Full Disclosure mailing list archives

Re: Backdoor not recognized by Kaspersky


From: Cael Abal <lists2 () onryou com>
Date: Wed, 03 Mar 2004 09:56:34 -0500

Another variant against the Netsky virus. It's is packed with
UPX. It spreads with the password protected zip file, which
gets bypassed through all most all the AV scanners with
latest signature updates because No AV can decrypt it
without the password. (though password is in the message
content), we humans tend to open it after reading the message.

Kaspersky, NAI and possibly some other AV-vendors now parse the password from the body of the email to extract the zip and then scan it. Obviously this only helps if it can scan the complete email i.e. on the mailserver. They might need to adapt to new varitions of how the password is included in the body, which will take some analysis when new variants emerge.

Does anyone else find this new development a bad idea?
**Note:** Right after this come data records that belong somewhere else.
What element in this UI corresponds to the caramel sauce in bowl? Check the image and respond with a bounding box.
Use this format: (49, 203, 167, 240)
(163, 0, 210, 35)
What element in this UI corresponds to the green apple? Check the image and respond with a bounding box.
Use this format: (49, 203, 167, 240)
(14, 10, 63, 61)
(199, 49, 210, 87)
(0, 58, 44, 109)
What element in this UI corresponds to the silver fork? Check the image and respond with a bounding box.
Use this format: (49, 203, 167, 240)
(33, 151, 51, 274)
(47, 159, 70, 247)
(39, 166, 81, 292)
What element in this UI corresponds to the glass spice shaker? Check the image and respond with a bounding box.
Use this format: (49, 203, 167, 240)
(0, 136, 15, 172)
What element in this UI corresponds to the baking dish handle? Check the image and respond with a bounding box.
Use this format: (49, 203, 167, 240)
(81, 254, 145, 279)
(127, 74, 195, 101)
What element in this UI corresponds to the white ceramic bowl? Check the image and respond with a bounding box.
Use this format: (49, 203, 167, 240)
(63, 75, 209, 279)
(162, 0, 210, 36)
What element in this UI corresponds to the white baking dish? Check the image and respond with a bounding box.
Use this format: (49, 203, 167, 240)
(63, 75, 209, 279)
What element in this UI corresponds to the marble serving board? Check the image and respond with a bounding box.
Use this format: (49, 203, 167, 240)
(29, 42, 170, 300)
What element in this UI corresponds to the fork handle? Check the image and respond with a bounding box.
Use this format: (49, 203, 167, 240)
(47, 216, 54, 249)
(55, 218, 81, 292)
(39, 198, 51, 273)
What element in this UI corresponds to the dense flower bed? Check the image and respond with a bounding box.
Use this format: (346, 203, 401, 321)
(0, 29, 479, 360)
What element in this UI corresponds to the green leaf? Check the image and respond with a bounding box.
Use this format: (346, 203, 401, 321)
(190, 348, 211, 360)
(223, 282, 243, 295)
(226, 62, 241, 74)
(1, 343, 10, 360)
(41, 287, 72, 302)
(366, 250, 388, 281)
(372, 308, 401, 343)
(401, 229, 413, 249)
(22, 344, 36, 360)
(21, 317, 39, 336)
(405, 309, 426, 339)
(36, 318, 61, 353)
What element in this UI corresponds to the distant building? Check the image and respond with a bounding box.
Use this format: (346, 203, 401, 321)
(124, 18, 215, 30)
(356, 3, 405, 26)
I'm of the mindset that anti-virus companies should stick with what they're good at -- namely, detecting and handling infected files. It seems a bad idea to start down the natural language processing road. Are they scanning just for Bagle/Beagle style e-mail, or are their methods more general? What about messages of the form:

'Password is a long yellow fruit enjoyed by monkeys.'

What about messages in languages other than English? I can easily see this becoming an arms-race, and one the anti-virus folks have no chance of winning.

Leave passworded .zips alone -- take the sensible approach and catch an infected file once it's been extracted.